Hi, This is my first time posting on this site. I have a son who will be 3 mid September. I have applied for 3 school nurseries for next year when he will be near enough 4. All of these nurseries I would be happy of he then got into the school so I am hoping he will not have to move once settled. Now, I am getting quite a bit of pressure from friends, family members and my husband to start him somewhere in January when he receives his 15 hours free funding. My reasons for not wanting to do this are : The disruption if he gets a school nuWrsery place as he will only have been there 6 months ( it doesn't run through holidays ) He is dry however can forget himself and would personally prefer him to be completely dry before attending a setting like a nursery He is happy at home and I am happy for him to be here I have another son 15 months younger so we are constantly socialising with other children at playgroups, parks, soft play centres so it just seems unnecessary Any opinions would be fab! Emily
I'd stick with your arrangements. It sounds like you've thought about what suits your family best, and the only advantage to letting him go to to nursery from Jan is the social interaction, but you've already got that covered with the activities you do with both DC.

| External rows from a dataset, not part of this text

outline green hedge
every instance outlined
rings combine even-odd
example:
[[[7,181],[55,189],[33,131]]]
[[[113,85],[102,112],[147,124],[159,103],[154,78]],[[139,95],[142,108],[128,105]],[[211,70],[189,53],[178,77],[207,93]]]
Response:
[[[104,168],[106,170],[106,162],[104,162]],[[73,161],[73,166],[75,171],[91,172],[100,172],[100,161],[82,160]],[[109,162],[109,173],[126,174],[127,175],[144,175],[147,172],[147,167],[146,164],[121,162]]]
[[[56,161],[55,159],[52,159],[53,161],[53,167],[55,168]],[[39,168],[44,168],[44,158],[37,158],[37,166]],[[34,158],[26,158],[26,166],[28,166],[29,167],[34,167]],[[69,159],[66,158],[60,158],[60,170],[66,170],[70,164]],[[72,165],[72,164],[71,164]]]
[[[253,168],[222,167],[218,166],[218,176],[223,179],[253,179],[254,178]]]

Thanks for the replies Oh no, it doesn't here either. I can only hope! All 3 schools are very good and they are catholic which we are so fingers crossed! We are very happy together and I guess it's social pressure making me second guess my own instincts
I wouldn't want to settle him into one setting and then move him immediately, but on the other hand 6 months is actually quite a long time in child terms, so it might not feel like that for him.
I also wouldn't be planning for January around his current toileting as he may well be completely dry by January.
"We're happy as we are and he gets great opportunities with to socialise and play with his DB" sounds like a good reason to keep him with you for the extra time. You do need to think about your whole family for this - I'm sure his DB would miss him and might lose out by having to plan your days around pick ups and not having his DB to play with.
If you felt like it you could put his name down for somewhere for January and then make a decision nearer the time. But if it really is a case of social pressure making you do something that you don't feel is right for you then this might only make it worse.
I think that the subtext of your post is that you would like him to stay at home. Don't feel pressurised to send him anywhere if you don't want to; it sounds like you are really busy and he's not missing out on anything.
My dd started nursery as she turned four at the school she will be attending. I hope that she has got to know the staff etc as she is starting full time school in two week's time.
I loved having her at home with me, we've had some wonderful times, days out and really enjoyed being together. The years have passed so quickly and I don't regret keeping her at home for so long for a minute.